Comparative analysis of representative Monkeypox, Molluscipox, and other Orthopox viral genomes (A) Phylogenetic tree showing the genetic distances between MPXV and the Outgroup (MOCV, CPXV, VACV, VARV). The three clades of MPXV are distinct with intra-clade genetic evolution identified within Clade 3. See text for details regarding the representative Clade 3 samples. The NJ tree is rooted at MOCV; (B) Dot-plot comparison of nucleotide similarity between MPXV Clades (1 versus 2) and (2 versus 3). The unbroken diagonal represents identity between two sequences. Breaks (red arrowheads) indicate significant differences. Specifically, MPXV REF (ZAI-96) Clade 1 possesses 3 genes which are deleted (D14L) or mutated (B10R and B14R) in Clade 2 located at the breaks near positions 20k and 168k, respectively.

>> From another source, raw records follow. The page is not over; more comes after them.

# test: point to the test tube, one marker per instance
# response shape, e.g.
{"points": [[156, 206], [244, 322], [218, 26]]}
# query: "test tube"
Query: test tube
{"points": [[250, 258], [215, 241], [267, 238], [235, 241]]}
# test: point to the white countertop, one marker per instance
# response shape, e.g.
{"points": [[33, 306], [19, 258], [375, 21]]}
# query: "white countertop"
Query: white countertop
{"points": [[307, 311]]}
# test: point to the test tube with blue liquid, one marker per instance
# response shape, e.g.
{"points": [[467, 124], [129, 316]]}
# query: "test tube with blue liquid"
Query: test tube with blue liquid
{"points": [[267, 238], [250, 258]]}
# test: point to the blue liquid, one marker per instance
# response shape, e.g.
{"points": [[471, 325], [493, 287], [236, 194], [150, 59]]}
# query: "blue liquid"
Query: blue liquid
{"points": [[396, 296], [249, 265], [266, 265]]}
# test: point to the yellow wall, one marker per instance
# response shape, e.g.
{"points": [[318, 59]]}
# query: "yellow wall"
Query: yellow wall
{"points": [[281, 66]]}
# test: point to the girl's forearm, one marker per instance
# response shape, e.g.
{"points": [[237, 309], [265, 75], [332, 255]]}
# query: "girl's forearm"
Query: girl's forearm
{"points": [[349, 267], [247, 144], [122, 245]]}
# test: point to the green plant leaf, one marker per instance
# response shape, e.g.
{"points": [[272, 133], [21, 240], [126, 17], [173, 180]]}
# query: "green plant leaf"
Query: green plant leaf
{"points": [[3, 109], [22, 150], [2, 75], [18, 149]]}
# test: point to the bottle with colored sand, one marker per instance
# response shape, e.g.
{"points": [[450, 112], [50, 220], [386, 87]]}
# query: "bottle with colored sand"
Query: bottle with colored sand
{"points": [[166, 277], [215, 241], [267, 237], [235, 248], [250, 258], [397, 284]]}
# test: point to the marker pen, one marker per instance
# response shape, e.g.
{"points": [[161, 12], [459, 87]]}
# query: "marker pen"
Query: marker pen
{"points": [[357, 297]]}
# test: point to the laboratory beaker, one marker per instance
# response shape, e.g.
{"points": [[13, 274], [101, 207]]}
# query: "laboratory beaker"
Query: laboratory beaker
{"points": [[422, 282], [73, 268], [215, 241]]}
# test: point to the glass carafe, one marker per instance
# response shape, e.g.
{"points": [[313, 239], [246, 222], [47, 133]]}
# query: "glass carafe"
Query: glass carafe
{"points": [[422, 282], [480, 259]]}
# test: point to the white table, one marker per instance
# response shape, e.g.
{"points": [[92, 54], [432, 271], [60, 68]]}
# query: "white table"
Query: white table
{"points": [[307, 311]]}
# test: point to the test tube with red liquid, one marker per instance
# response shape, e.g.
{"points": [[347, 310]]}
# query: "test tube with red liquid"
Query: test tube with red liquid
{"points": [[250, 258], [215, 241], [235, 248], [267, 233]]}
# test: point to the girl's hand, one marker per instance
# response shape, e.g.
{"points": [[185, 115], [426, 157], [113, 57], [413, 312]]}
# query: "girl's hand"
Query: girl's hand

Clades 2 and 3 are genetically similar without notable breaks; (C) Pairwise comparisons show 90% to 92% alignment similarity (=) between MPXV Clades, and > 99% nucleotide identity (↕) within aligned regions. In contrast, the MPXV and outgroup genomes differed by >12% (<88.6% AP) with smallpox (VARV) highlighted (●). AP, alignment percentage; ANI, average nucleotide identity; MOCV, Molluscum contagiosum virus; CPXV, Cowpox virus; VARV, Variola virus; VACV, Vaccinia virus.

Figure 6

Utility of the MPXV database for sequence and phylogenetic analysis using a Chimpanzee dataset. (A) A deep-sequenced MPXV sample (ERR3485797) extracted from Chimpanzee feces is analyzed with the Viral Hybrid Capture (VHC) automated workflow. The resultant VHC track list displays (top to bottom): read mapping against the closest MPVX reference genome, annotated variant track, MPXV amino acid track, and low coverage areas; (B) Phylogenetic analysis of the consensus sequences derived from the Chimpanzee dataset (n = 14) reveals significant divergence from the human MPXV. Among the Chimpanzee MPXV sequences, two clades are revealed; (C) Viral-host Integration Site (VIS) analysis for sample (ERR3485797) visualized as circular plots. The bipartite MPXV/Chimpanzee genomes in chromosome view (left) and gene view (1,000,000 × zoom, right) did not reveal any sites of viral integration. (Virus–host integration linkages are designated by bi-directional curvilinear lines between the virus and host genomes).